An even simpler example: I recently worked with a male survivor of sexual assault who needed safe housing. There were no safe houses — none –– available to him. He got a couple of nights in a hotel, and that was it. Why? Because, according to the statistics that fuel federal funding, males aren’t sexually assaulted enough to merit more support. (This is not true, by the way.)
I’m addressing this here because we’re so concerned, in so many ways, with the way that global power dynamics render some people or struggles invisible. We’ve had some wonderful discussions of how individuals and media corporations can influence global perspectives to such an extent that local viewpoints are entirely ignored. But when it comes time to get down to business, limited funding, attention spans, and empathy often mean that we leave survivors and victims out in the cold.

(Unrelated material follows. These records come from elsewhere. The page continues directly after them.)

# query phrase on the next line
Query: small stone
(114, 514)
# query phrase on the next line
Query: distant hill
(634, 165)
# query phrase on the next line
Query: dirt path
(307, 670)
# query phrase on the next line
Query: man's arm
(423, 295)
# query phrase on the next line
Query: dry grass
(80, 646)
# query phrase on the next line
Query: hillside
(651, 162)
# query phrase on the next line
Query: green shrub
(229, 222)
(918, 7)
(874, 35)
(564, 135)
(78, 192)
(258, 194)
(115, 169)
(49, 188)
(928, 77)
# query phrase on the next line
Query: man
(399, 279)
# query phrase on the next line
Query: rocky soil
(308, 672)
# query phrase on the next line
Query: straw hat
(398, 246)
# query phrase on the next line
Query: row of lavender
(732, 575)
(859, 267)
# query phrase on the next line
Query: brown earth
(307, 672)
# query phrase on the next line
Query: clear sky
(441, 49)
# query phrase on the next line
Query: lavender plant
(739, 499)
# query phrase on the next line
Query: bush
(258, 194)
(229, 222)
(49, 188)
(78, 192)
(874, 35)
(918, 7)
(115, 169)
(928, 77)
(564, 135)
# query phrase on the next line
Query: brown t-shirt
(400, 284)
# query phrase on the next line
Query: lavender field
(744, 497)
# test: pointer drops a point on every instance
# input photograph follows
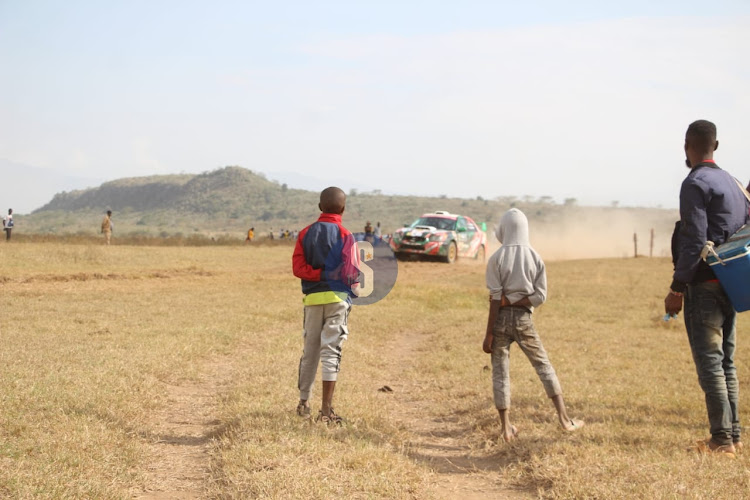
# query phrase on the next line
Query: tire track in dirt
(181, 434)
(437, 441)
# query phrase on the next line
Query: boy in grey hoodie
(517, 282)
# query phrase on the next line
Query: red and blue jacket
(326, 259)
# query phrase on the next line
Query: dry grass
(93, 337)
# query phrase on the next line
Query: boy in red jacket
(326, 259)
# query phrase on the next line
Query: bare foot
(510, 434)
(572, 424)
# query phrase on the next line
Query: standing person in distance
(517, 280)
(107, 227)
(326, 260)
(712, 208)
(8, 224)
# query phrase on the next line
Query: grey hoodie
(516, 270)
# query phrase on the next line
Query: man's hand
(673, 303)
(487, 344)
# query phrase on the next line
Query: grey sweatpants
(325, 331)
(514, 324)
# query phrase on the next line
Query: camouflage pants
(514, 324)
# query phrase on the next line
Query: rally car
(441, 234)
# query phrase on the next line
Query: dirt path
(442, 442)
(181, 434)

So here’s my challenge to you: The next time you encounter a situation of power-based personal violence, or even just a gender-focused situation that seems sketchy, ask yourself how you’d respond if the genders of the people involved were changed or reversed (in a cis-centric world). Do you feel differently about certain behaviors, comments, activities, or facts? Maybe you do and maybe you don’t; after all, we do live in a world where cultural notions of gender are very deeply entrenched. The point is simply to consider it. And maybe we’ll start to view gender and power in a whole new way.